Tout simplement : la liberté. Celle-ci est une valeur qui n’est pas bien connue en Occident, bien que parmi les principes de la Révolution française, il y a la devise : liberté, égalité, fraternité. Mais il s’agit là d’une liberté au niveau légal, c’est-à-dire qu’il est illégitime légalement d’empiéter sur la liberté d’un être humain. Mais ce que ne dit pas la déclaration issue de la Révolution française, c’est que l’homme est véritablement libre dans ses choix, dans sa capacité de dominer ses passions et de donner un sens moral à l’Histoire.
C’est un enseignement fondamental de la fête de Pessah. Il faut, pour que le monde réussisse sur le plan moral, qu’il se rappelle que la liberté n’est pas une erreur, que c’est quelque chose de bien réel, ça a été prouvé lors de la sortie d’Égypte. Lorsqu’une nation en esclavage est capable de se libérer, aussi bien de l’esclavage politique que de l’emprise de la nature, puisqu’il y a eu des miracles, on prend réellement conscience que la liberté n’est pas un vain mot, et que celle-ci va permettre à l’humanité de réussir dans ses enjeux moraux.
Comment entrevoyez-vous l’avenir de l’identité sépharade ?
On ne peut assurer la pérennité d’une identité uniquement par un repli nostalgique sur le passé. Les communautés sépharades sont parfois très repliées sur leur passé. Disons qu’il y a au sein de celles-ci une prédominance du folklore, en Israël aussi. Bien qu’en Israël, nous sommes dans le lieu où l’Histoire juive se fait, donc on ne peut pas y échapper. Tandis que lorsqu’on vit en Gola, même si cet exil est doré, on ne voit pas très bien vers quoi cela mène. Il peut y avoir une insertion des Juifs dans les valeurs de l’Occident, ce qui est en soi très beau, mais est-ce qu’il y aura en Gola une spécificité du message d’Israël adressé aux nations?

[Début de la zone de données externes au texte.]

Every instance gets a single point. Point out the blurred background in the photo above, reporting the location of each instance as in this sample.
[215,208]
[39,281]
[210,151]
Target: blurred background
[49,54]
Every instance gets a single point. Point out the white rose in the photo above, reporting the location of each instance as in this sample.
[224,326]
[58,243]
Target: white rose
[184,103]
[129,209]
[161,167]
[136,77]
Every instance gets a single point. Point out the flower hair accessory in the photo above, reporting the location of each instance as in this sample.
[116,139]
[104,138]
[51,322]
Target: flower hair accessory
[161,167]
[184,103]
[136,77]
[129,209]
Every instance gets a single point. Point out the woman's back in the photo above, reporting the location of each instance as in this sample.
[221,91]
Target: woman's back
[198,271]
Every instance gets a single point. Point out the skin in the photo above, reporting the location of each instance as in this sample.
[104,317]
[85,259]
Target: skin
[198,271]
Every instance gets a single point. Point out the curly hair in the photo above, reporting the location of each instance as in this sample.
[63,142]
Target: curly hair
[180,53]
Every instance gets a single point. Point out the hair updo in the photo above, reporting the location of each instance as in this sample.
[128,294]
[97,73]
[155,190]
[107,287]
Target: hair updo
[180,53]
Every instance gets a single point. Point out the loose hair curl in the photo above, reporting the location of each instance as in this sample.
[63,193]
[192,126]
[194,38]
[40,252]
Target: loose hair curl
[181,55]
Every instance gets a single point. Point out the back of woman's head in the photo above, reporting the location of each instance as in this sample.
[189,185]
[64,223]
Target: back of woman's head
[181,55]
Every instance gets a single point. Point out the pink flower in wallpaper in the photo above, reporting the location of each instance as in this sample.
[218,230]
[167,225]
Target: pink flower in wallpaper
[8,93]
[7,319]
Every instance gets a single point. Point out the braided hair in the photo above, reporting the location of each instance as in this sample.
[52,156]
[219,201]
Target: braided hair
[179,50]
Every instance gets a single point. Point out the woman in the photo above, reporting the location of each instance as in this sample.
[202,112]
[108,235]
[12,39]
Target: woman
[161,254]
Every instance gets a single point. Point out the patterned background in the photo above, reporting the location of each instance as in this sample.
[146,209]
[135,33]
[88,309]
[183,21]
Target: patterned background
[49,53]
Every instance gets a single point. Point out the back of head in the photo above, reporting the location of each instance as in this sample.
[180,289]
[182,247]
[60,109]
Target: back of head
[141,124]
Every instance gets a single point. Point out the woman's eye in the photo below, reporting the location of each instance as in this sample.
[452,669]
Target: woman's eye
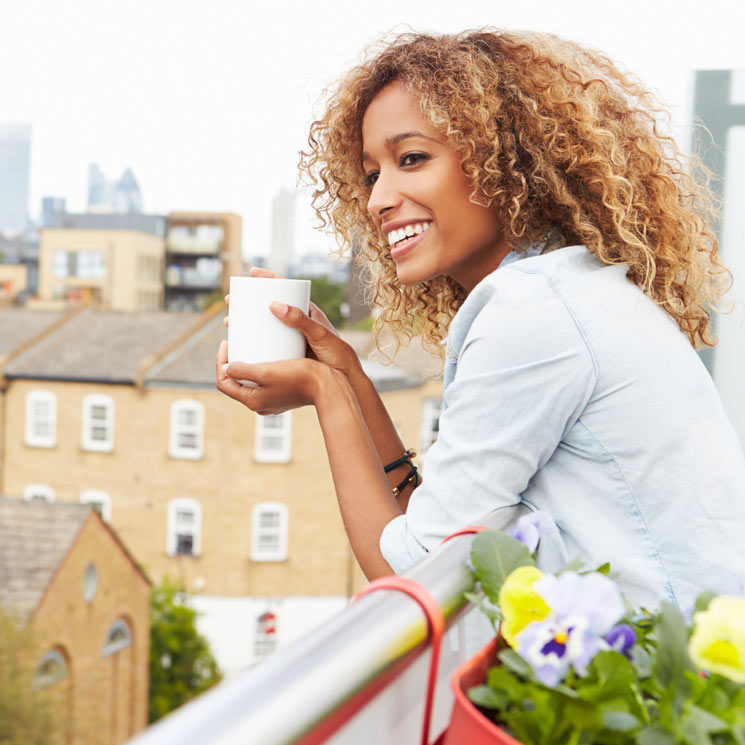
[412,159]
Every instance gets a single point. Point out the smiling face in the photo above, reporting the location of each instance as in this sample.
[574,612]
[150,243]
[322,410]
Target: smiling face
[420,197]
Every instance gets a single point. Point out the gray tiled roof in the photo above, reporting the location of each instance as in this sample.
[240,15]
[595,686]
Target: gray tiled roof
[19,325]
[101,345]
[194,361]
[35,537]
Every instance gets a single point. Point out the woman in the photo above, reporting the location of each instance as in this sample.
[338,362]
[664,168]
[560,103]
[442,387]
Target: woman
[513,192]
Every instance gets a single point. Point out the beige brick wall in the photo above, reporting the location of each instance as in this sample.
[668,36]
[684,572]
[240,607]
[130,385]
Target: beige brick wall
[106,697]
[141,478]
[123,284]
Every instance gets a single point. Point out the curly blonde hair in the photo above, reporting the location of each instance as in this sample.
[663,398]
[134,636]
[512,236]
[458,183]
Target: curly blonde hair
[565,147]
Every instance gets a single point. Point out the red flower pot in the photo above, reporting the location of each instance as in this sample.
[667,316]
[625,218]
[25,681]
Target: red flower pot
[468,726]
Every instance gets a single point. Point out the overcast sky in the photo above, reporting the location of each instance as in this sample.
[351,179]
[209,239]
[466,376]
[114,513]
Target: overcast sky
[209,101]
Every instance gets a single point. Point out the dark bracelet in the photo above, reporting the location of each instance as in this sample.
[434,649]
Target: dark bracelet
[412,475]
[405,458]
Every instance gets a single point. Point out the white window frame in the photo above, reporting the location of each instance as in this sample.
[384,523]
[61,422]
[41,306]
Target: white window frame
[174,530]
[279,553]
[265,429]
[38,493]
[112,647]
[42,680]
[32,438]
[176,450]
[86,441]
[96,496]
[427,433]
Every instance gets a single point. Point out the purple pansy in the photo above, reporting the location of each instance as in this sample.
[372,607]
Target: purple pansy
[621,638]
[529,529]
[584,609]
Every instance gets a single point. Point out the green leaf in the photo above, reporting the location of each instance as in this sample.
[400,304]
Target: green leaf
[575,565]
[484,605]
[488,697]
[494,556]
[514,662]
[655,735]
[672,646]
[707,721]
[604,568]
[619,721]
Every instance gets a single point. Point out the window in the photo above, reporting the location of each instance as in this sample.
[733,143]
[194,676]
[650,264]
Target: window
[38,493]
[431,410]
[98,423]
[184,535]
[41,419]
[119,636]
[51,669]
[273,440]
[187,429]
[269,532]
[83,264]
[100,500]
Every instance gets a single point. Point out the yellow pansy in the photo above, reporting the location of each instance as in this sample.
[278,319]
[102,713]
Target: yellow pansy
[718,640]
[520,603]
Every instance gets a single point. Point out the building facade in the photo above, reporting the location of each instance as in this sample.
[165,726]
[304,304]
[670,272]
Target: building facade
[238,508]
[67,575]
[203,250]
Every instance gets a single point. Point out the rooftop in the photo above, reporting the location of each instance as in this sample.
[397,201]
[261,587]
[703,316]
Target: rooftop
[99,345]
[35,537]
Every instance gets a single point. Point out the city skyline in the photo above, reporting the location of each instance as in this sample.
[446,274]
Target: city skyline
[209,106]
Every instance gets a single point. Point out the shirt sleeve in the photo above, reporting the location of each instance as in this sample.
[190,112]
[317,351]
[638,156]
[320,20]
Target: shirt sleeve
[524,374]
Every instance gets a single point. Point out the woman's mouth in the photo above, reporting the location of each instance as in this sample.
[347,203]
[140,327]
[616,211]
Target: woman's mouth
[400,239]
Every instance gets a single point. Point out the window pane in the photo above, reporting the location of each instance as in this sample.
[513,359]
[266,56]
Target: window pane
[184,543]
[269,519]
[99,434]
[187,440]
[98,412]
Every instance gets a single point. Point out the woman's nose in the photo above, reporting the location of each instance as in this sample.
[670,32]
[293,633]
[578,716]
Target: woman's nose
[383,197]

Quelle serait aujourd’hui la meilleure définition de l’« orthodoxie sépharade » ?
J’ai deux remarques à ce propos. La première, c’est que dans ma jeunesse, j’ai connu beaucoup de rabbins sépharades. Ils avaient des opinions différentes, mais il y avait un dénominateur commun entre eux : ils étaient tous normaux. La normalité, c’est-à-dire l’approche directe de la vie, est une valeur sépharade qui est mal connue ailleurs.
Pour ce qui est de ce que vous appelez l’« orthodoxie sépharade », il faut se rappeler qu’en Israël, un mouvement comme le Shass est né de la détresse sociologique des Sépharades. Les dirigeants du Shass ont voulu se rapprocher d’une partie du monde rabbinique, représentée par l’orthodoxie lituanienne, qui occupait déjà une place prépondérante dans les instances dirigeantes orthodoxes. Ce rapprochement a créé de manière paradoxale une sorte de dichotomie entre la direction spirituelle du Shass, qui s’est inféodée à l’orthodoxie lituanienne, et le grand public sépharade israélien, très sioniste et accueillant, qui ne souffre pas des complexes inhérents au monde de l’orthodoxie rabbinique.